Remédier à l'illettrisme des adultes
En formation professionnelle continue, l'Éducation nationale travaille de plus en plus avec le monde économique sur les compétences clés et la lutte contre l'illettrisme. Son savoir faire contribue à développer l'employabilité.
Des formations spécifiques pour les adultes
Les Greta (groupements d'établissements publics locuax d'enseignement) proposent des formations :
- dans le cadre d'appels d'offres lancés par les directions régionales du travail, de l'emploi et de la formation professionnelle ou les conseils régionaux ;
- en lien avec l'Agence nationale de lutte contre l'illettrisme, pour optimiser les échanges de pratiques, professionnaliser les acteurs, mieux identifier les besoins locaux et venir en appui des plans régionaux de lutte contre l'illettrisme ;
- financées par l'Office français de l'immigration et de l'Intégration.
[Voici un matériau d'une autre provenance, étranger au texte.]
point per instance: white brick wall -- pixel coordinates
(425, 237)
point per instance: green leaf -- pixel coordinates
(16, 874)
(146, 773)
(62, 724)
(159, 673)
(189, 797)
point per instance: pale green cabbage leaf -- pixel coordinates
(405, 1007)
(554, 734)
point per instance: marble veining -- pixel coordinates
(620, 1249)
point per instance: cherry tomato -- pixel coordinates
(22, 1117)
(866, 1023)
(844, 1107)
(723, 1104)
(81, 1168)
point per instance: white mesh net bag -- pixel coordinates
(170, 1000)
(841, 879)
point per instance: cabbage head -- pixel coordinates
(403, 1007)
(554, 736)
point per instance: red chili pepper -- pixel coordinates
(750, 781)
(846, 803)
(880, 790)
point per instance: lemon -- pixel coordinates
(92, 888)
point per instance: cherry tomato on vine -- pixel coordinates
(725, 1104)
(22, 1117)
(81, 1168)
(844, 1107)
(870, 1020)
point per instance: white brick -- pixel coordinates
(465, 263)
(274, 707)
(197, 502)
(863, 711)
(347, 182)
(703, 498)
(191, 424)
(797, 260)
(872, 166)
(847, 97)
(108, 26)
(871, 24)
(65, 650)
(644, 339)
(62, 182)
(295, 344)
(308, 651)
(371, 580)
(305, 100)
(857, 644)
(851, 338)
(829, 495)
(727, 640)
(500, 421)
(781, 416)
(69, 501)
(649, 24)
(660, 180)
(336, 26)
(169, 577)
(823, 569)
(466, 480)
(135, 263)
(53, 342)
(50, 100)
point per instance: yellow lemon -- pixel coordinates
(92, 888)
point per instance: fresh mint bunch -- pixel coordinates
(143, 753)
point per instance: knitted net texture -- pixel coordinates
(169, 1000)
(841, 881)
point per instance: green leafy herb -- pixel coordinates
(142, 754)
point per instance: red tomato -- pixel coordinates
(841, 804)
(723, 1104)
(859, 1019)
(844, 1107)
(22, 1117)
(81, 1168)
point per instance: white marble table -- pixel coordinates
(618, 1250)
Les Greta s'appuient sur des certifications pour valider les compétences des salariés (certificat de formation générale, brevet Informatique et Internet adultes, diplôme de compétence en langue).
Le ministère de l'éducation nationale, de la jeunesse et de la vie associative impulse la mise en place de formations pour les enseignants qui interviennent en Greta.
Enseignement en milieu pénitentiaire
Pour mieux répondre aux besoins des détenus, l'administration pénitentiaire a mis en place un Plan d'action contre l'illettrisme.
Des enseignants de l'Éducation nationale assurent l'enseignement. Priorité est donnée aux détenus :
- qui ne savent pas lire ou compter ;
- qui n'ont pas d'instruction élémentaire ou de formation professionnelle.
Dans 166 établissements sur 175, un repérage de l'illettrisme est réalisé parmi les nouveaux détenus. En 2007, presque la moitié des entrants en ont bénéficié : 12% étaient illettrés et 14% éprouvaient des difficultés de lecture.
3 100 000 personnes sont illettrées, soit 9% de la population de 18 à 65 ans qui a été scolarisée en France métropolitaine.
- Plus d'1 personne sur 2 en situation d'illettrisme a plus de 45 ans
- 59 % des illettrés sont des hommes, 41% des femmes
- 50 % vivent dans des zones faiblement peuplées
- 57 % ont un emploi
- 75 % ont grandi dans des familles où l'on ne parlait que le français
- Les Zones urbaines sensibles (ZUS) comptent 2 fois plus d'illettrés (18%) que la moyenne nationale.